Sounds a little preach-y, right? It could be, but I find her words fascinating.
Youth culture today is cynical about love. And that cynicism has come from their pervasive feeling that love cannot be found. Expressing this concern in When All You've Ever Wanted Isn't Enough, Harold Kushner writes: "I am afraid that we may be raising a generation of young people who will grow up afraid to love, afraid to give themselves completely to another person, because they will have seen how much it hurts to take the risk of loving and have it not work out. I am afraid that they will grow up looking for intimacy without risk, for pleasure without significant emotional investment. They will be so fearful of the pain of disappointment that they will forgo the possibilities of love and joy." Young people are cynical about love. Ultimately, cynicism is the great mask of the disappointed and betrayed heart.And, you know...it's true. What's fascinating about hooks' words to me are how undeniable they are. In reading All About Love, I'm discovering how to acknowledge and accept how much I myself have rejected the concept of love based on what society has created of love. In understanding this, I'm understanding something new about myself as well: I'm understanding that the cynicism I'd come to accept as fact are the product of a guarded heart--guarded to the idea of love because it was often equated in my mind with hurt or disappointment.
Anyways.
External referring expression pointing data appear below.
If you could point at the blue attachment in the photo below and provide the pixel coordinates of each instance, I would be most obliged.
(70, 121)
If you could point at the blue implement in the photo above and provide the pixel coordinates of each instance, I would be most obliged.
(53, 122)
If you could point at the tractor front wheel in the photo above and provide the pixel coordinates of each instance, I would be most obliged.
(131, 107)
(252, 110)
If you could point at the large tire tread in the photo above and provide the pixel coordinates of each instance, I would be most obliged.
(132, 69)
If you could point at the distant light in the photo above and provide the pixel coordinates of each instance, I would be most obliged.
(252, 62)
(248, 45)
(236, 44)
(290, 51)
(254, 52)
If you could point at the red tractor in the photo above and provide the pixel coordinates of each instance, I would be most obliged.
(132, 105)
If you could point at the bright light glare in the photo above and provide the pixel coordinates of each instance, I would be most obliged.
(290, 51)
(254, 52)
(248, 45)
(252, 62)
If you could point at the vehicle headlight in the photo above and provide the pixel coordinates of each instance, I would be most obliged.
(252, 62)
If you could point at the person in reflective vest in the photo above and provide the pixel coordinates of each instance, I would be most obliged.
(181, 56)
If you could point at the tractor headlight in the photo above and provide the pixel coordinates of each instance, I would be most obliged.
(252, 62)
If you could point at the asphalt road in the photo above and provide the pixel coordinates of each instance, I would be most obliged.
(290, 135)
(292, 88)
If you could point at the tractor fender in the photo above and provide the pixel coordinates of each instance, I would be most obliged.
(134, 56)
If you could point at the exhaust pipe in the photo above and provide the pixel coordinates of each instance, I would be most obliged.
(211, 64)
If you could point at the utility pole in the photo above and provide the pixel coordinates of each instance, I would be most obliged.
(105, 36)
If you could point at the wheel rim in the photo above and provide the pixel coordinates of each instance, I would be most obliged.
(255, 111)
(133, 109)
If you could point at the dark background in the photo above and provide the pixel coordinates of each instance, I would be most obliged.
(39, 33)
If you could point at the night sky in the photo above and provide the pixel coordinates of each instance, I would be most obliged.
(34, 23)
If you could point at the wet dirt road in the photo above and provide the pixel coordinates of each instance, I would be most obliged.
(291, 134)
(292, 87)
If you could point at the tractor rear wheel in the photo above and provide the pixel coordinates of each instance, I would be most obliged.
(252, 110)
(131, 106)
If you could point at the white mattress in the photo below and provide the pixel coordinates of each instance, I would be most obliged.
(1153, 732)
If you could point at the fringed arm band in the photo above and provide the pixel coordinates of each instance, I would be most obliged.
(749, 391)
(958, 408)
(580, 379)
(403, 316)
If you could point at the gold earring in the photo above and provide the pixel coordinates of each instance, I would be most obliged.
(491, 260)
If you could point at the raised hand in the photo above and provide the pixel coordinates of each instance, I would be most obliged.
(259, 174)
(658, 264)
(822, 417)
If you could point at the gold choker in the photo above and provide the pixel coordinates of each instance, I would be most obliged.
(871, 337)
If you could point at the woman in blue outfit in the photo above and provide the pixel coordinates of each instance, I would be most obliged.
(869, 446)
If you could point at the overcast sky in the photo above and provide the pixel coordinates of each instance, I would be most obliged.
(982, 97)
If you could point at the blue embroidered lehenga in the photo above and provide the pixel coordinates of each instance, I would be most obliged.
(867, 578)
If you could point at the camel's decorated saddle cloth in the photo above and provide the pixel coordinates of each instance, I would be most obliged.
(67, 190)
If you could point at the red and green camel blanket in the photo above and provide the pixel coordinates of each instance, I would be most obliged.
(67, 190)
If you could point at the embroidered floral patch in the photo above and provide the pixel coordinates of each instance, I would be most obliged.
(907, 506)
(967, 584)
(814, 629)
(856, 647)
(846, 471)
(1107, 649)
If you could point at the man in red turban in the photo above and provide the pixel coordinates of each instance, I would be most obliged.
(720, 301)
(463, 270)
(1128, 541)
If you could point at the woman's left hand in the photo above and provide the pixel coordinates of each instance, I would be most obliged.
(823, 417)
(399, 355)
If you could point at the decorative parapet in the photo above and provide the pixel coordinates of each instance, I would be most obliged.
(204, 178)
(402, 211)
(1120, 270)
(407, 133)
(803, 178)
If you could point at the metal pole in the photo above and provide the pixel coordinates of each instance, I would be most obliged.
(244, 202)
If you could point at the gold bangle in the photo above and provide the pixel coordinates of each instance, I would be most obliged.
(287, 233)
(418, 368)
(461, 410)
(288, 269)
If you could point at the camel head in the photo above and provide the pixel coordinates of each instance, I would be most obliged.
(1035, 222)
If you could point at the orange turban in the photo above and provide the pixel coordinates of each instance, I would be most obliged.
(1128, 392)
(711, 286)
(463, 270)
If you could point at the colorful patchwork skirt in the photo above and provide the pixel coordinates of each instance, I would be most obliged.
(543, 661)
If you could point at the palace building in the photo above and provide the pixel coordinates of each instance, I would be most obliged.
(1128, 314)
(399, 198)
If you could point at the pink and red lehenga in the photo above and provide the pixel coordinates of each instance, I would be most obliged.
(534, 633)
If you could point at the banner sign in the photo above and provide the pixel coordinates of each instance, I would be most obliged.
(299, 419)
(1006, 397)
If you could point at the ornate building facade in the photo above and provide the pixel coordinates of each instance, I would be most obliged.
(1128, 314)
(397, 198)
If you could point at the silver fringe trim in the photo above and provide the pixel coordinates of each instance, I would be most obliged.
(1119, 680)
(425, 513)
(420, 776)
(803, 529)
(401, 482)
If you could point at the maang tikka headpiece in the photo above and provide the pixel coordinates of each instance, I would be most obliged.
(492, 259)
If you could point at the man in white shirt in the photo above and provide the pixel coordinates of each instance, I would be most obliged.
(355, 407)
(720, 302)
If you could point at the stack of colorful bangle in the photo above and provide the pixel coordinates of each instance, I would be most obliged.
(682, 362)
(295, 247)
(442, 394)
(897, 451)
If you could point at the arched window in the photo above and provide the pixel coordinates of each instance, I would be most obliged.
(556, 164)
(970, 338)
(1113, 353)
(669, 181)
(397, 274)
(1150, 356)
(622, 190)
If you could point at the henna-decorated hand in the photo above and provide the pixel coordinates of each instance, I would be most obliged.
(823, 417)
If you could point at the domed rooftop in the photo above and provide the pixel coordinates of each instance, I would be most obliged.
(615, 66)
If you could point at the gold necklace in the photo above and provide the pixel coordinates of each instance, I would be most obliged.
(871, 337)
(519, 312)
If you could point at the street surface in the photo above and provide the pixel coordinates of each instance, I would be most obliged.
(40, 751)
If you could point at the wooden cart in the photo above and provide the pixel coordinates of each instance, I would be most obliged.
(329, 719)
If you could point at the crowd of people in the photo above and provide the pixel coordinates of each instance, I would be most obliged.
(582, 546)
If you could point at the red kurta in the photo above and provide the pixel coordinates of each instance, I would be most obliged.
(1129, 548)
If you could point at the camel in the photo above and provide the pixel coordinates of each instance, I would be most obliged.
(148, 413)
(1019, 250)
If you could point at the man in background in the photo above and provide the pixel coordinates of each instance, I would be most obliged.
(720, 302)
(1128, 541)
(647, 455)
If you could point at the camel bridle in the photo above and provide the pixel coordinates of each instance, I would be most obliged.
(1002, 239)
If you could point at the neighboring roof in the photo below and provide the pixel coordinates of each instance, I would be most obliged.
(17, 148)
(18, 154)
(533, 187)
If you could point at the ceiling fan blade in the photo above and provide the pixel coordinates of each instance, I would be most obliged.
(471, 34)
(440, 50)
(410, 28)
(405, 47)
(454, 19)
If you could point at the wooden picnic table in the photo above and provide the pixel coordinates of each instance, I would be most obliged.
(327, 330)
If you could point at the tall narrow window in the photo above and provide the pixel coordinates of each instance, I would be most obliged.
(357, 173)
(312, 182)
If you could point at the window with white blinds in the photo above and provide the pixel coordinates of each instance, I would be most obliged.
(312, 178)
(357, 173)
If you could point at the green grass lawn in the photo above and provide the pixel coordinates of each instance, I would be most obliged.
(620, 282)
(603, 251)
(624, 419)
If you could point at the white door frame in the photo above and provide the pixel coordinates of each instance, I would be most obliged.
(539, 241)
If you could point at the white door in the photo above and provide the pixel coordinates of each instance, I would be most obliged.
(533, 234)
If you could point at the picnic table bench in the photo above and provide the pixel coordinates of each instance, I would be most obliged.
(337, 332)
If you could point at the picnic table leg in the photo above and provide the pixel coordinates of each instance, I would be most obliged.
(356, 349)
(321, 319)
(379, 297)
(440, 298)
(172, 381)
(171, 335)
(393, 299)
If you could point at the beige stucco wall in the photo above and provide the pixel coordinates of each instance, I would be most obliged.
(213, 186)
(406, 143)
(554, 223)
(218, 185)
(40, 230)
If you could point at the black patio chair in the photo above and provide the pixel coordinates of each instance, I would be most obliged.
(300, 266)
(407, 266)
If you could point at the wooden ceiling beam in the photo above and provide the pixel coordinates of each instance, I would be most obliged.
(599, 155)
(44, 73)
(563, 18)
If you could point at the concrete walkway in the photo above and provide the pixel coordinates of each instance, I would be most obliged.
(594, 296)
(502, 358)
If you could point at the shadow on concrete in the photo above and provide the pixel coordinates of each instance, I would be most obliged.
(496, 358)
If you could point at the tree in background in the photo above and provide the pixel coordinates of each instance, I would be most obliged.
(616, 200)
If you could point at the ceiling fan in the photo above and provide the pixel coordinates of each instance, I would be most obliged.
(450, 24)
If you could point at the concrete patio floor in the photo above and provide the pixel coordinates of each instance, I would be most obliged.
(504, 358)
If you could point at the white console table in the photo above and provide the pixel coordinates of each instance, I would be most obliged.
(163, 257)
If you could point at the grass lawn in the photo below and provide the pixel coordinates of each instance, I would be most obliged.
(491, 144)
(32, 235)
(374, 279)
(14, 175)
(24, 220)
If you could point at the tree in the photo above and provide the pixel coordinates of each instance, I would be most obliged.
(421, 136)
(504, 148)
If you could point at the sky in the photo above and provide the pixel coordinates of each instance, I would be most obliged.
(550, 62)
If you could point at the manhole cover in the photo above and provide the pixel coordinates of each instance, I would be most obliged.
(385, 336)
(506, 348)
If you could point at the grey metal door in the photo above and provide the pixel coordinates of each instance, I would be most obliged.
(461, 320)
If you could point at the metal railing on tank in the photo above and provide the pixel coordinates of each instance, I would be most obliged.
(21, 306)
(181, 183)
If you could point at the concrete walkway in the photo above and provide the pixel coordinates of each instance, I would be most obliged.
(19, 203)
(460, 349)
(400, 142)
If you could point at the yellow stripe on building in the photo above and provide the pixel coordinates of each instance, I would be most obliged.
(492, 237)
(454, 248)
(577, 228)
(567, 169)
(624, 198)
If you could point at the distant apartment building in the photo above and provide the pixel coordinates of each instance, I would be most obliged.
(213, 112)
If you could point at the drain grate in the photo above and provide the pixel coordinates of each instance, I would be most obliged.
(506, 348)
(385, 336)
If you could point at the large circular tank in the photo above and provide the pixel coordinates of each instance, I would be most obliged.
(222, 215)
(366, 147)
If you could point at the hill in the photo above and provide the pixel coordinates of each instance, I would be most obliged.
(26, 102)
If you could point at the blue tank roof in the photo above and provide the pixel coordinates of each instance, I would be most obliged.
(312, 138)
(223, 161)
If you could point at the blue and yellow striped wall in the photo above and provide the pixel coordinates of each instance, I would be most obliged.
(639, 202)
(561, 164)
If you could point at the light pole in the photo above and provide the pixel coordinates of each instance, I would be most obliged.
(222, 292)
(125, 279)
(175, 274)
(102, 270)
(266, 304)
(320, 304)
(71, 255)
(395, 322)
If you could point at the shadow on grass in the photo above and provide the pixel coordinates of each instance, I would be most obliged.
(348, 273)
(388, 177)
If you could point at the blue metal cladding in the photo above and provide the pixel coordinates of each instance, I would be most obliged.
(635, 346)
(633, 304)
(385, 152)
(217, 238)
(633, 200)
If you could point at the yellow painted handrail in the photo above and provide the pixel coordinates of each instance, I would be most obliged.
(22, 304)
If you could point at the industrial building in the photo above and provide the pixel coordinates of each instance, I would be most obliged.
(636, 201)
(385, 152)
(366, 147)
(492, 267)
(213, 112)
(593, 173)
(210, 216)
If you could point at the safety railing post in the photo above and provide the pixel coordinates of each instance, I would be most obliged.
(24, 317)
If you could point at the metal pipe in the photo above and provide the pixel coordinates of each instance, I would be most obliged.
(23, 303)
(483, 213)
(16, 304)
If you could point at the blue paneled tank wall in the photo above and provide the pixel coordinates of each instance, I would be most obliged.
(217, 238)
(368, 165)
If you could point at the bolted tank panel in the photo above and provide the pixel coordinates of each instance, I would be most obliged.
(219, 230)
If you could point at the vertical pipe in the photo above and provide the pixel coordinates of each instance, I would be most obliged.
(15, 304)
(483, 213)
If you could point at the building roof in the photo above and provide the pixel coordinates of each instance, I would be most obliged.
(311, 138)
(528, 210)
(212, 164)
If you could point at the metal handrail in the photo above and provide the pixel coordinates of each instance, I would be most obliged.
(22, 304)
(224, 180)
This could either get really personally and sappy or really distant and emo. I think I'll just leave it as is. Every time I pick up All About Love to read, even if it's just a page or two in a week, I feel this heavy shadow lifted off my shoulders. For just a moment, love and hope are returned to my heart and I think the strength of the person who shared this book with me is also sharing with me her heart, despite how broken she feels as well. That inspires and moves me to overcome any darkness.